I don't think the elite really understand that they are elite. When they do understand, I don't think they understand how inaccessible they are. They think that anyone and everyone could do and be what they are if they wanted to. They don't understand that they speak a different language, as well as interact and network in ways that are different and nearly unexplainable to the rest of the world.

For example, thousands of people submit recommendations of names of people they would like to have honored with an award. Once the submission deadline has passed, one person who has access to the director of the agency giving the award calls the director and submits a name. The name submitted after the deadline via the phone call receives the honor. (No reference to President Obama and the Nobel Peace Prize is intended in this illustration.)

Or have you ever wondered how people get on the best seller lists? Is it possible that they already have a significant network of business colleagues and investors who help them get on that list? Could they purchase a significant quantity of their own book in order to make it look like a top seller? Does being on the best seller list represent quality of writing or quality of marketing?

Then speeches - this is personally a topic that is very close to my heart. The people who are chosen to deliver speeches in settings of great honor, speak and present in a certain way. Their speeches are delivered in a manner that is somewhat inaccessible to all audiences which makes them "elite." Culturally speaking it wouldn't be authentic for someone who isn't white and an adult male to speak in this manner. When a woman tries it on for style, it works, but it just doesn't flow the same. People of other cultures may not present in the three-point sequential format or might show too much emotion for a professional affair. I am not saying that these people who are invited to speak as part of a lecture series are not interesting or eloquent. Rather, what I am saying is that the definition of interesting and eloquent in these settings is unintentionally racist, ego-centric, and sexist. The wall exists and they don't even know that they have created it and in order for them to understand that it has been created they have to be told in their own language and style. So, who will tell them?

This is why I get sick to my stomach. How do I use the language of the elite, which I am slowly gaining access to in order to show them how this language is marginalizing? Especially when my attempts to do so get a response that is cloaked in words of morality and educational superiority? I have a taste of the language, but not a full grasp - the tension is whether or not I want to gain a better grasp and whether it is possible to gain a better grasp without being absorbed in it myself.
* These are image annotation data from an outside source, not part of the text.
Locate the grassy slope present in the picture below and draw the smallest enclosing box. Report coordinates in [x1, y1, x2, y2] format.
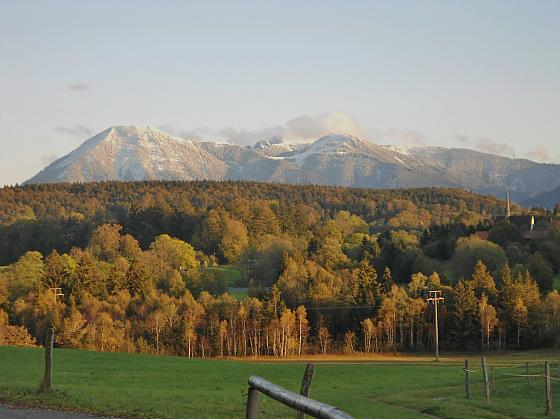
[0, 347, 560, 418]
[202, 265, 247, 301]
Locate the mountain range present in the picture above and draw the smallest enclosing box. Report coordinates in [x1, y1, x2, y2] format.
[25, 126, 560, 206]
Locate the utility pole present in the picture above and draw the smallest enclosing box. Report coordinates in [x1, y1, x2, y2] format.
[49, 287, 64, 304]
[428, 290, 445, 361]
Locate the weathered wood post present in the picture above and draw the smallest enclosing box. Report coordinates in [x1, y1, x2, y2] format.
[464, 359, 471, 399]
[297, 364, 315, 419]
[482, 356, 490, 402]
[544, 362, 552, 416]
[40, 327, 54, 391]
[245, 385, 259, 419]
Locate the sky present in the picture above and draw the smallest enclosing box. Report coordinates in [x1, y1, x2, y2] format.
[0, 0, 560, 185]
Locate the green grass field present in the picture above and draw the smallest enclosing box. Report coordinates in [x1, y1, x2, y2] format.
[0, 347, 560, 418]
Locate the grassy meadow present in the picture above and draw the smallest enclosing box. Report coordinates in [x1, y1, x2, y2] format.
[0, 347, 560, 418]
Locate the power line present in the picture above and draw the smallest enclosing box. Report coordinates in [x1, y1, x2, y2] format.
[428, 290, 445, 361]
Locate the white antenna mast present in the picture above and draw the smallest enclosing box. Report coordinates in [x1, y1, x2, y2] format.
[506, 188, 511, 219]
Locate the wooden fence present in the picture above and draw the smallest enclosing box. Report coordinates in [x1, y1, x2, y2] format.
[246, 375, 353, 419]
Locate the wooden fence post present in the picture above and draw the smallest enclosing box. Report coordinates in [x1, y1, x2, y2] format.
[482, 356, 490, 403]
[297, 364, 315, 419]
[465, 359, 471, 399]
[544, 362, 552, 416]
[245, 386, 259, 419]
[40, 327, 54, 391]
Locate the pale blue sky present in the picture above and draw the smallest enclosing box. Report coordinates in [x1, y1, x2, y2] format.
[0, 0, 560, 184]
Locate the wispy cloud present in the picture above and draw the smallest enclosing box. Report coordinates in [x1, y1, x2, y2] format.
[454, 134, 517, 158]
[54, 124, 93, 139]
[382, 128, 428, 147]
[158, 112, 368, 145]
[525, 145, 560, 163]
[475, 138, 515, 157]
[68, 83, 90, 90]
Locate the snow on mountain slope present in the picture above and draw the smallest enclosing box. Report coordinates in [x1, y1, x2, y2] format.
[27, 126, 560, 200]
[27, 126, 227, 183]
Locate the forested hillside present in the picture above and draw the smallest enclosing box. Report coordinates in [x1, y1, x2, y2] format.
[0, 182, 560, 356]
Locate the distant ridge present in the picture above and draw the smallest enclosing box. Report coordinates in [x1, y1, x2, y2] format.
[25, 126, 560, 201]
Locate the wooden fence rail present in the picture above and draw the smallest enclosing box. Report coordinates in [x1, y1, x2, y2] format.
[246, 375, 353, 419]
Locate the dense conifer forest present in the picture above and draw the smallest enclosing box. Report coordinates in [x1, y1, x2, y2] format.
[0, 181, 560, 357]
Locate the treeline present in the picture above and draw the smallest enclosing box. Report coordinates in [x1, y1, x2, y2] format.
[0, 182, 560, 356]
[0, 181, 508, 265]
[0, 231, 560, 357]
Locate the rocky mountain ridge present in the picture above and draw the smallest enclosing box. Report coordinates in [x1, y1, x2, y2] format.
[26, 126, 560, 201]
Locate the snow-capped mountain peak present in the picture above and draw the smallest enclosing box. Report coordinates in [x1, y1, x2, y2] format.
[27, 126, 560, 203]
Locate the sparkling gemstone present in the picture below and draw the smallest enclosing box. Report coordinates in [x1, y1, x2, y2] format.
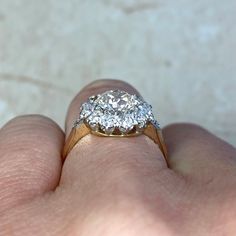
[79, 90, 159, 134]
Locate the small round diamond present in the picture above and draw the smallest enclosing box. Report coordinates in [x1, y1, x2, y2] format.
[79, 90, 159, 135]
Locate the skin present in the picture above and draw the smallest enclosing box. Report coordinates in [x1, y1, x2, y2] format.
[0, 80, 236, 236]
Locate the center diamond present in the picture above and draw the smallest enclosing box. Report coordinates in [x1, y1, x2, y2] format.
[79, 90, 154, 135]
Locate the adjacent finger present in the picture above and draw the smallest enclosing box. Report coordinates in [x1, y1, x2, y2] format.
[163, 124, 236, 179]
[0, 115, 64, 212]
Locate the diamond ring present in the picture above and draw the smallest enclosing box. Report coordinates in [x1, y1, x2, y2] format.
[63, 90, 167, 160]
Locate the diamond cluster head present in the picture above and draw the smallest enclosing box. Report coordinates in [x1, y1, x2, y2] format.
[79, 90, 158, 135]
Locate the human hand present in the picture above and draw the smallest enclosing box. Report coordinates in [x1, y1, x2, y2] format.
[0, 80, 236, 236]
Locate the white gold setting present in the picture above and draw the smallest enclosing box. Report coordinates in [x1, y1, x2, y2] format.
[75, 90, 160, 136]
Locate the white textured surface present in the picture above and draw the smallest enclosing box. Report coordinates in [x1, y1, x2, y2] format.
[0, 0, 236, 145]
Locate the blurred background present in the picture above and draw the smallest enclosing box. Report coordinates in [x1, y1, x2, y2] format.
[0, 0, 236, 145]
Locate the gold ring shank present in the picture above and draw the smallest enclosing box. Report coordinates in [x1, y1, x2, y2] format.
[62, 123, 168, 163]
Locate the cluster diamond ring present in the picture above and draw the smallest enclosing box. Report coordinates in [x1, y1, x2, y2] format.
[63, 90, 167, 161]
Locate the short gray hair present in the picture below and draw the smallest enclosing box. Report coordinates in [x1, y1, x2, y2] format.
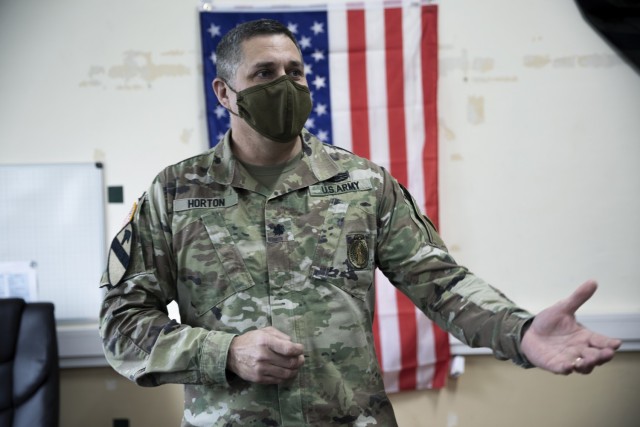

Reality is, I don't know if I want it! What I taste is bitter. It is all well-intentioned, but it is bitter!

And so my response is a desire to slip away into a parsonage in the country and become an unknown name to the elites in order to train the next generation to think differently and be different and by so doing destabilize the rules of the elite. And at this point in my wanderings my mind feels wrapped up like a ball of yarn that has been toyed with by a kitten. It seems as though I do not know anymore what is logical in these musings. I am one of the elite and at the same time very separate from them.

I once heard Os Guinness say that with globalization geographical borders have been replaced by social and economic borders and the elites of each country have more in common with each other then with the citizens of their own country.

I think I'll leave this blog with this thought. Please comment.


Katie Z. Dawson said…
in many ways I totally understand your situation and at the same time didn't quite have the same experiences. where you are is a horse of a completely different color than nashville.

I worked with a congregation that spanned social classes however. There were extremely powerful people who represented our city business, political, and social interests. And there were homeless men and poor graduate students and everyone in between.

For the most part - those worlds didn't collide except at the communion table. The church was just too big and the classes themselves were pretty clique-y.

Occasionally there were glimpses of boundary crossing. But outside of the church would they have still existed? Probably.

It's that whole call to afflict the comfortable and comfort the afflicted - how as pastors do we shake people out of their elite protective boundaries and show them the heart of their own humanity and what they are doing to the rest of us? and how do we give those who are suffering the confidence to challenge the boundaries they didn't create?

Oh - and those dynamics exist in small country churches too =) Although they are a bit more subtle and a lot more entrenched.